Gilgamesh and Enkidu

Thanks to the beneficence of my friend Alan Zuschlag, I now own two more versions in English of The Epic of Gilgamesh. It’s a great story about the arrogance of power, the need for checks and balances for liberty, friendship, true love between men, adventure, death, grief, the quest for eternal life, and much more. Alan gave me the brand new rendition by Stephen Mitchell and the relatively recent rendition by David Ferry. (That brings to, um, 8 the number of English versions I have, plus German and The Standard Babylonian Epic of Gilgamesh (in cuneiform, with transliteration) edited by Simo Parpolo. (The latter I got just for fun, as I can’t read the cuneiform and the transliteration gives me just a vague sense of what it might have sounded like.)

I hope to read the two new editions this weekend. Thank you, Alan!



6 Responses to “Gilgamesh and Enkidu”

  1. Magdalena Modrzejewska

    I am deeply impressed by your fascination of the Gilgamesh story. I have read only a Polish translation of the “Giglamesh”. I loved it, and I think that this book reveals the most primal human emotions. Thanks to you I’ve just get to know about the edition in cuneiform.
    Which one of the English edition is the best? Could you recomend me one of them?

  2. Tom G. Palmer

    I’ll have to wait until I’ve read the two I just received before I utter an opinion, and even then I should stress that I’m not a scholar of ancient middle eastern texts. But I’ll let you know which one I think is the better English poem. So, until next week….

  3. Have you heard Bohuslav Martinu’s oratorio on the subject? “The Epic of Gilgamesh” is not exactly up there with his later symphonies, but it is nevertheless quite good.

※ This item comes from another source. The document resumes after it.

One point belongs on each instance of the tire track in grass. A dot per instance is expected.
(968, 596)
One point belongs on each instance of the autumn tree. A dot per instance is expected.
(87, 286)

    The Gilgamesh story could make a great movie, if done right. Oddly, a few of the themes of Oliver Stone’s “Alexander” are in the story, but more impressively treated in the Babylonian epic. Gilgamesh learns something. Alexander merely dies – with Anthony Hopkins (I mean Ptolemy) learning something….

  4. Tom G. Palmer

    I haven’t! I shall have to do a little research and find it. (One plan this weekend is to read the two new versions I’ve been given.) And I share your view on Gilgamesh/Alexander. But how anyone could film Gilgamesh in the historical setting is beyond me. (Now, maybe if it were reworked and set in a hispanic neighborhood in Los Angeles….)

  5. Mark Peterson

    Have you studied the direct translations or are you only an enthusiast for author embellishments for the story. I am a great fan of the Epic of Gilgamesh *and Enkidu too.

    Unfortunately, I am not a scholar (per say), but my findings from the direct translations relay a message of how we are our own worst enemy. What I found is that the story may reference an earlier Sumerian story (Exploits of Ninurta and Ninurta and the Turtle).

    Ninurta = Bull of Heaven (Gilgamesh)
    Asag Demon = Humbaba (Enkidu)

    If this is correct, there is a lot more to the Epic of Gilgamesh – if seen in metaphor and symbolic system.

    Have you ever wondered why this story is in Babylonian, Hittite, Assyrian temples and libraries? These are supposed disparate religions.

    If I decoded it right, it even transmutes Hebrew and Judea/Christian lore as well.